Attendee Input: Will insurers be willing to take this risk? Liability is generally attributed to a legal person.  The principle of caveat emptor is a must for innovation.  PCCs are excellent tools in this case and foundations may also be very flexible.

Moderator Question: On whom will criminal liability for AML and Data Protection be placed? 

IG:  One would have to analyse what the law mandates in such cases.  A member could be a controller and the Data Protection Commissioner would need to be involved. 

AG: Should liability be placed with the administrator?  If a person is killed by a driverless car, should the person who drew up the technology be held liable?  Should the nearest person theory be adopted in such cases?

TC: Will the insurance policy be taken by the administrator on what the DLT will actually do?  A DLT will function in a space which is beyond the reach of Maltese legislation. 

SS: Persons who are engaged must be insured so that they have the comfort and security that this type of risk will be catered for.

Panel III: The Financial Instrument Test 

Moderator: Dr. Max Ganado (MG)

Panellists:

Dr. Leonard Bonello, GANADO Advocates (LB)

Dr. Chris Buttigieg, MFSA (CB)

Virtual Currencies and the Proposed VC Act

Panellists: 

Mr Patrick Young, DV Advisors (PY)

Mr Leon Siegmund, Ivaja (LS)

Dr Jonathan Galea, Blockchain Advisory Ltd.

LB: There is a lot of inconsistency in the market – some things are highly regulated and others, like blockchain, are in a grey area and may escape regulation.  Proportionality between these two extremes is necessary.  We need to have a new regime which falls between full regulation and no regulation.  Moreover there are a number of hybrid instruments which cannot be pigeonholed into one area.

CB: The sensitivity in this case was ensuring investor protection due to fraud and the misappropriation of funds. A framework was needed to ensure investor protection in these new areas not tackled by EU legislation. This framework is to be principle based – it will be based on EU principles which will be applied to local legislation.  This will not stop innovation.  A highly regulated regime would hinder progress in this area. The industry is thinking of best practices and standards to distinguish between two extremes. 

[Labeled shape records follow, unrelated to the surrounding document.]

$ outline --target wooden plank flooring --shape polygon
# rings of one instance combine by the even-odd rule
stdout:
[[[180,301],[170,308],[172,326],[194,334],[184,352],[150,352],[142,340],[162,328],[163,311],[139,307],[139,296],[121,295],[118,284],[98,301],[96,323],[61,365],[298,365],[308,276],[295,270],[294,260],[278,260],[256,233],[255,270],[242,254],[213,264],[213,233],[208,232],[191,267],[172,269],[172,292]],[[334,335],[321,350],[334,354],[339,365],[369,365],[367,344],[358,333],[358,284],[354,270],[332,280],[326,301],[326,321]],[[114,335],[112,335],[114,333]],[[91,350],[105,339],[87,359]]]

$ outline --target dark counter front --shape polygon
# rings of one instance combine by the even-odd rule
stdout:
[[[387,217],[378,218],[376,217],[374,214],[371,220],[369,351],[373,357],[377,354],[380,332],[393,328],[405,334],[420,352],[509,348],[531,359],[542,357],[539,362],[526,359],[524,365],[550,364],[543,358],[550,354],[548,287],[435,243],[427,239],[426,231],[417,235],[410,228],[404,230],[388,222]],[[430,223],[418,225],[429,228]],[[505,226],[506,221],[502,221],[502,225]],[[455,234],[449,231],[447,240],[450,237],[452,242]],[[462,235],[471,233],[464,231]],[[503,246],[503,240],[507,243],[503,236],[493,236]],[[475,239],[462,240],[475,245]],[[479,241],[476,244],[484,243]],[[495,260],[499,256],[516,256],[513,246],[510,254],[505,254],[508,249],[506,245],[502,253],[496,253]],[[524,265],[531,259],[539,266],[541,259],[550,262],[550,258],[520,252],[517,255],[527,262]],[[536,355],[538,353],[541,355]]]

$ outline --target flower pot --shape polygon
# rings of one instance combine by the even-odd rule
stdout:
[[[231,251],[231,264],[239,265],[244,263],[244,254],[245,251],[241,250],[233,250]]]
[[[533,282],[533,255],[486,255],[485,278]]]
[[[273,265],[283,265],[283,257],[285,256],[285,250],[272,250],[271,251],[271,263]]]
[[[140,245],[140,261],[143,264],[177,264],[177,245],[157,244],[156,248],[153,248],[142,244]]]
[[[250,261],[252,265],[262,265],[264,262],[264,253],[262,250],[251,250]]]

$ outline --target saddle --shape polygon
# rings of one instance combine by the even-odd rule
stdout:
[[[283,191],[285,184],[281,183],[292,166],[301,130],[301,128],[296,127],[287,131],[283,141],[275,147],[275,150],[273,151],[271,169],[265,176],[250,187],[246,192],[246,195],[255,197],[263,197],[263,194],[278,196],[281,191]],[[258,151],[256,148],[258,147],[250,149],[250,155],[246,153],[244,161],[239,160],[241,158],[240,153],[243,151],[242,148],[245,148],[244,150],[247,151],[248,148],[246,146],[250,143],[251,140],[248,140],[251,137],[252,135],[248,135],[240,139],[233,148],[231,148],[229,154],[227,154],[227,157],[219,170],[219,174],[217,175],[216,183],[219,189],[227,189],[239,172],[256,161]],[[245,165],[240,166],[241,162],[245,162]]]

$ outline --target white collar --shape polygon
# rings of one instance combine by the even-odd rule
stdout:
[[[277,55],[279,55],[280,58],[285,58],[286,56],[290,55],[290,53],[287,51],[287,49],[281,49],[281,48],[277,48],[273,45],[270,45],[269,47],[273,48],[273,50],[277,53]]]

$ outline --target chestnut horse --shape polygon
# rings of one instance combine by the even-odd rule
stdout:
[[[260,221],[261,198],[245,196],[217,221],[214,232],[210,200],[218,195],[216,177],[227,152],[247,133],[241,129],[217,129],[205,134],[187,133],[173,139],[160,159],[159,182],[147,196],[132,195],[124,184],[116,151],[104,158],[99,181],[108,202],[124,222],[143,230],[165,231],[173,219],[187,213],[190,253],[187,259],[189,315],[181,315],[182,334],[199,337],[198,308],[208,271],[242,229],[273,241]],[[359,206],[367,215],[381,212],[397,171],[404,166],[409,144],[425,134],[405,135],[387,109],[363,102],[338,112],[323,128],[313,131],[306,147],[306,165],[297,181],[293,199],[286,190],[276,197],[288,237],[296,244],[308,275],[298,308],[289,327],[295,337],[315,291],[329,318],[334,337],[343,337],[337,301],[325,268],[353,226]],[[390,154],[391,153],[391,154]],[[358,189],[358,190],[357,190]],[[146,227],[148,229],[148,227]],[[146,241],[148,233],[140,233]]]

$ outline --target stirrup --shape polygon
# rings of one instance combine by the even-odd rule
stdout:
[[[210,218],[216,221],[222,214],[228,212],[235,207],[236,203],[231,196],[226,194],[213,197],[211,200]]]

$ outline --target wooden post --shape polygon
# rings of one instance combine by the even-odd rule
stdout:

Attendee Input: We need to look at this area in a holistic manner – laws and regulation are important to a certain point. We also need to attract businesses and innovation.  We run the risk of not applying regulation properly and moreover this may lead to added bureaucracy particularly because regulators may take too much time to take a decision due to the technical difficulties involved. Efficiency is essential in this area. There could also be a circle of exemption (e.g. close family and friends) which falls outside the definitions and therefore does not trigger off regulation.

Attendee Question: There is only one sentence in the law about utility tokens. Why is this? 

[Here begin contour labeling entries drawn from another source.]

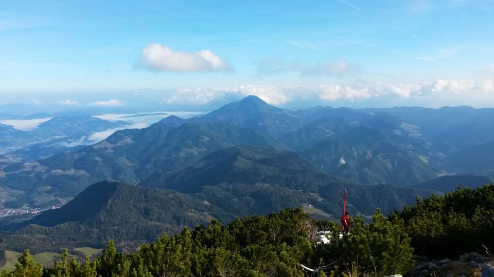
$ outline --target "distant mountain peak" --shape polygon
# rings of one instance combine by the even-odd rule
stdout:
[[[266,101],[264,101],[264,100],[262,100],[259,97],[256,95],[249,95],[248,96],[239,101],[239,102],[241,103],[245,103],[245,104],[248,103],[248,104],[254,104],[256,105],[266,105],[271,106],[269,104],[268,104]]]

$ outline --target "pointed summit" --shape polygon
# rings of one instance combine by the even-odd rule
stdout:
[[[250,95],[242,99],[238,102],[239,103],[243,103],[246,104],[255,104],[258,105],[265,105],[265,106],[270,106],[271,105],[268,104],[266,101],[262,100],[259,97],[256,95]]]
[[[275,137],[299,127],[301,118],[291,111],[277,108],[255,95],[223,106],[203,116],[191,118],[192,122],[225,121],[235,126],[265,132]]]

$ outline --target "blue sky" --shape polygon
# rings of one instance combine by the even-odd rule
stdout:
[[[0,104],[493,107],[493,18],[481,0],[3,1]]]

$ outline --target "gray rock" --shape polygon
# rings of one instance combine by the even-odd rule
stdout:
[[[439,268],[438,266],[437,266],[435,264],[434,264],[432,262],[429,262],[429,263],[427,264],[427,265],[429,266],[429,267],[430,267],[433,269],[437,269]]]
[[[466,262],[467,260],[470,259],[470,255],[468,254],[464,254],[463,255],[460,255],[458,259],[462,262]]]
[[[449,263],[451,263],[451,260],[447,258],[447,259],[443,259],[443,260],[439,261],[439,263],[440,264],[448,264]]]
[[[481,272],[481,276],[482,277],[494,277],[494,266],[483,264],[480,267]]]

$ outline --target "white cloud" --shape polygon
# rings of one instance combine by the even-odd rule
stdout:
[[[111,99],[107,101],[95,101],[92,102],[91,105],[94,106],[121,106],[123,103],[118,99]]]
[[[210,50],[177,51],[157,43],[150,43],[143,49],[134,65],[154,71],[219,71],[231,69],[224,59]]]
[[[59,101],[57,101],[57,103],[60,105],[65,105],[67,106],[75,106],[76,105],[80,105],[80,103],[78,101],[74,101],[73,100],[60,100]]]
[[[418,83],[361,82],[352,85],[248,85],[210,89],[183,89],[165,100],[168,104],[205,104],[215,101],[248,95],[257,95],[273,105],[283,104],[301,99],[334,101],[396,97],[408,98],[427,95],[447,97],[448,95],[494,93],[494,80],[446,80]]]
[[[51,117],[44,117],[30,120],[0,120],[0,123],[13,126],[14,128],[22,131],[31,131],[38,126],[51,119]]]

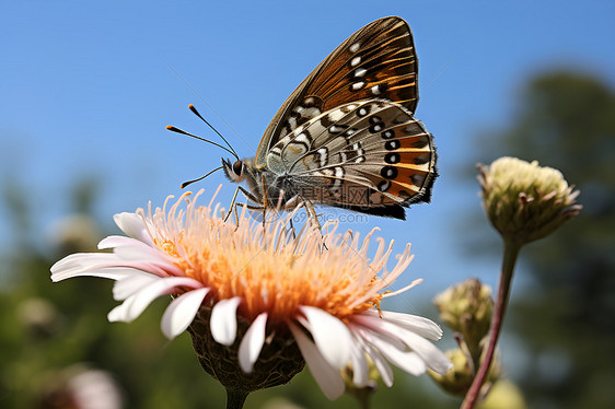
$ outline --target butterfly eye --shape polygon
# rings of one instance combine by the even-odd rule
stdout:
[[[235,161],[235,163],[233,163],[233,172],[235,173],[235,175],[241,176],[242,171],[243,171],[243,162]]]

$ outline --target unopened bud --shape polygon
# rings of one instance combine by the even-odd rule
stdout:
[[[438,294],[433,304],[440,311],[440,318],[463,336],[473,352],[477,351],[491,323],[491,288],[468,279]]]
[[[517,157],[479,165],[485,210],[500,234],[524,244],[545,237],[581,210],[561,173]]]
[[[429,376],[444,390],[451,395],[464,396],[475,376],[475,369],[472,359],[461,349],[453,349],[445,352],[446,358],[453,363],[453,369],[444,375],[440,375],[431,370],[427,370]],[[484,387],[489,388],[501,374],[499,360],[496,358],[491,363],[489,374],[485,379]]]

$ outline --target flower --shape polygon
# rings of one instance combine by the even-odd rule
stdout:
[[[478,170],[485,209],[504,238],[525,244],[545,237],[581,210],[579,190],[536,161],[504,156]]]
[[[324,233],[305,225],[295,234],[289,229],[293,214],[262,224],[246,209],[234,225],[218,206],[197,206],[189,195],[172,206],[170,197],[153,212],[150,204],[116,214],[127,237],[98,245],[113,253],[70,255],[51,267],[51,280],[116,280],[113,293],[124,303],[109,312],[111,322],[131,322],[155,297],[171,294],[162,331],[174,338],[189,327],[201,365],[228,390],[286,383],[303,359],[330,399],[344,392],[340,370],[348,364],[357,386],[370,382],[368,359],[388,386],[387,361],[415,375],[427,367],[449,371],[451,362],[429,341],[441,337],[438,325],[380,309],[383,297],[411,287],[382,293],[411,261],[409,245],[388,272],[393,243],[378,238],[368,260],[375,229],[362,242],[358,233],[337,233],[335,223]]]

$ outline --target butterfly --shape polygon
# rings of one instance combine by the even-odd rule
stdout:
[[[437,177],[433,137],[414,117],[417,75],[403,19],[352,34],[282,104],[255,157],[222,160],[229,180],[247,184],[233,203],[241,190],[260,209],[324,204],[405,220]]]

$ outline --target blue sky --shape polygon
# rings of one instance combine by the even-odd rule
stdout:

Wide definitions are used in this law – not all utility tokens will be captured. Efficiency is important in this area and a new process must be identified to achieve this. Due diligence must always be carried out and persons must be fit and proper due to the reputational risk involved.

LS: Regulation is not needed. Investor protection is achieved through the use of private keys and also doing research. The purpose of bitcoin is to overcome regulation. Entrepreneurs will go where they are treated best and we should also consider giving a VAT reduction to those who use bitcoin.  Unregulated markets promote innovation.

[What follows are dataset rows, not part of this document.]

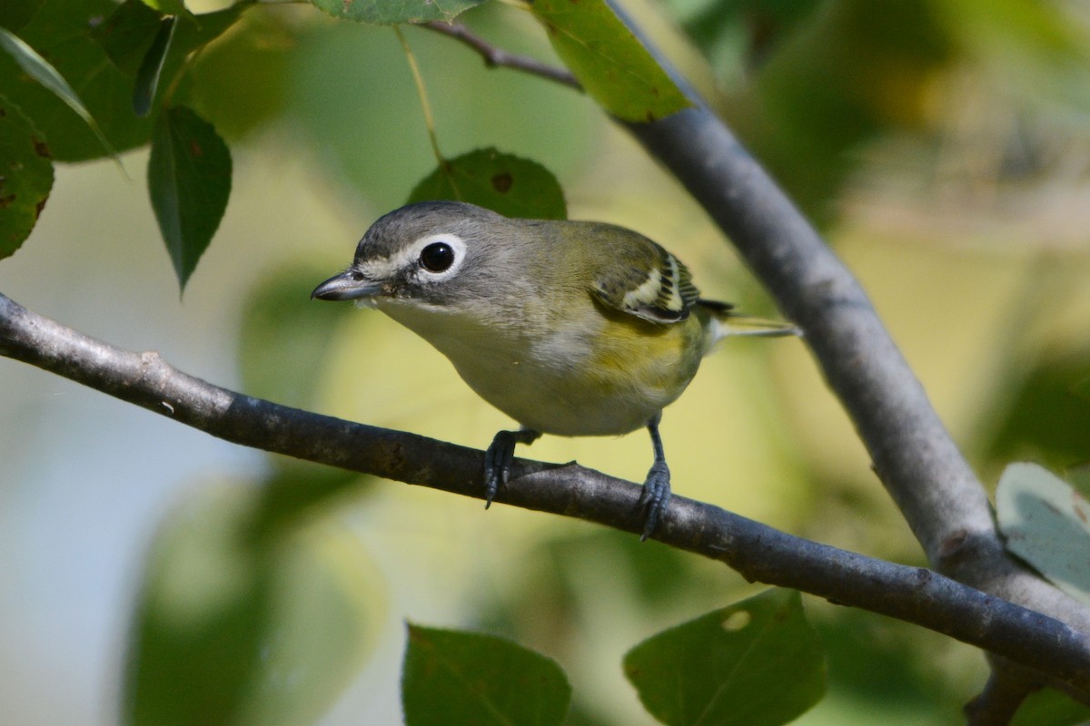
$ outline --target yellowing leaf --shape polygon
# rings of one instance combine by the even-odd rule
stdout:
[[[536,0],[557,54],[586,93],[625,121],[654,121],[691,106],[604,0]]]

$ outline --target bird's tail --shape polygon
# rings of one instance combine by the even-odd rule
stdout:
[[[711,333],[708,335],[708,348],[728,335],[763,337],[802,335],[802,331],[792,323],[740,315],[735,312],[734,306],[727,303],[700,299],[697,302],[697,305],[708,313],[707,331]]]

JG: The role of the regulator should be that of investor protection.  Innovation and experimentation should be allowed and the regulator should only be involved to offer recourse if things go wrong. A solution could be to regulate depending on what the crypto currency is achieving - if it is for private interest, then this should be regulated.  If it has a supporting function within the blockchain itself, then it should not be regulated.